The path that you trace while reciting the poem, is that something planned or improvised?
It was totally improvised. I had no idea how people would converge. I remember when I was walking, I got into a very intense state of trans-meditation – I don’t know how to call it. I’m in a very weird state of mind when I’m performing. I know people are there, but I just have to walk through. I saw they separated from me, which was sort of cool. It’s as if I were a zombie or someone with a contagious disease and people open up for me. I decided randomly to go left or right, which is pretty much the same for the music. For example, there was some loud music outside, so I decided to intensify my sound there. I take into account everything that’s happening.
A while back, you posted something on your Instagram account about Crossings, a new project you’ve collaborated with. Can you tell me a bit about the project? What is in the future for you?
Crossings is a compilation. It was an invitation to all artists to participate in this project that benefits refugees and a hotel in Athens that welcomes them.
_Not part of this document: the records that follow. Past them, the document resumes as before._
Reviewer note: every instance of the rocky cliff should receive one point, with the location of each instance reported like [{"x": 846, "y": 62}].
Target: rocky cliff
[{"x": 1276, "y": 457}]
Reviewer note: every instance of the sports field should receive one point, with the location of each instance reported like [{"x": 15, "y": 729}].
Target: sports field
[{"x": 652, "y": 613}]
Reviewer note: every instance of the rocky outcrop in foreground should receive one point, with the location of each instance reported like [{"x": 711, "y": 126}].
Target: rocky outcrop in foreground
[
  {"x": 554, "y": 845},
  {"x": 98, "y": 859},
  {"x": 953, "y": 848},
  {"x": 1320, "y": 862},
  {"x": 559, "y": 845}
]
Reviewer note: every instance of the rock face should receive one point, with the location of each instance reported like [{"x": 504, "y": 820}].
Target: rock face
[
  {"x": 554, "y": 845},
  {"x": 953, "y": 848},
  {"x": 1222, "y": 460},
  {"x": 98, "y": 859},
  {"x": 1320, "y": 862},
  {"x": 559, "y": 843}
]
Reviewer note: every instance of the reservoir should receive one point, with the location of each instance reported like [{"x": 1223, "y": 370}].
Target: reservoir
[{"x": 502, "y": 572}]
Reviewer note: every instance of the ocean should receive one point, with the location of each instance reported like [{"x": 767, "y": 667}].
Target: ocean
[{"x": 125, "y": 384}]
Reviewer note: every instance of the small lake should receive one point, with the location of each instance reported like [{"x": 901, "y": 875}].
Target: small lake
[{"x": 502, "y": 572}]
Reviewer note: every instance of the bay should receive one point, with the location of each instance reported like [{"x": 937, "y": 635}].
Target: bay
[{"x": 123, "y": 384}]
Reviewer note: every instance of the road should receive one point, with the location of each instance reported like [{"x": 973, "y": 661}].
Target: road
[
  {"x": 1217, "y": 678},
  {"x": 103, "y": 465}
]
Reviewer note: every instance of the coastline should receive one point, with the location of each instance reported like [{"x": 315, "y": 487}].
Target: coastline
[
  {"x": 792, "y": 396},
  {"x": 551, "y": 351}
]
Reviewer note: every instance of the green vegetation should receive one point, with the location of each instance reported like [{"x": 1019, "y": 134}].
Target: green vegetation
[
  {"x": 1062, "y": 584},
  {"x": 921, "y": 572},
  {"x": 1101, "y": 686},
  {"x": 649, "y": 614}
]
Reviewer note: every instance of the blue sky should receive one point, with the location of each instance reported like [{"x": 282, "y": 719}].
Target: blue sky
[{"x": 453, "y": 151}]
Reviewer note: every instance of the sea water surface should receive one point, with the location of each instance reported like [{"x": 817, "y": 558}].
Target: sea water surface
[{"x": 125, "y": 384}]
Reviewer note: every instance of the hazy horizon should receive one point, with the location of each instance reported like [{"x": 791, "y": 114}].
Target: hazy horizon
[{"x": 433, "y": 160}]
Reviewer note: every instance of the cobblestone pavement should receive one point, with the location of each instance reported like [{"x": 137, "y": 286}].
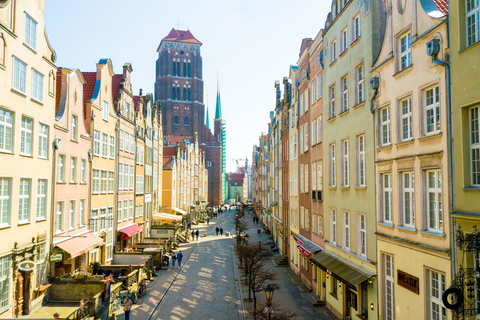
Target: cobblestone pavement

For this, I remixed one of Aaron Dilloway’s songs and he remixed one of mine. Regarding the future, I’m actually working with Aaron on a collaborative album. Also, I’m working on my next album as well, but I have no idea when that will be done. Also, I am creating an orchestra piece for Alarm Will Sound, from the United States. We are meeting in October to do the first workshops, which is very exciting because I have never composed for an orchestra and it’s a very big challenge.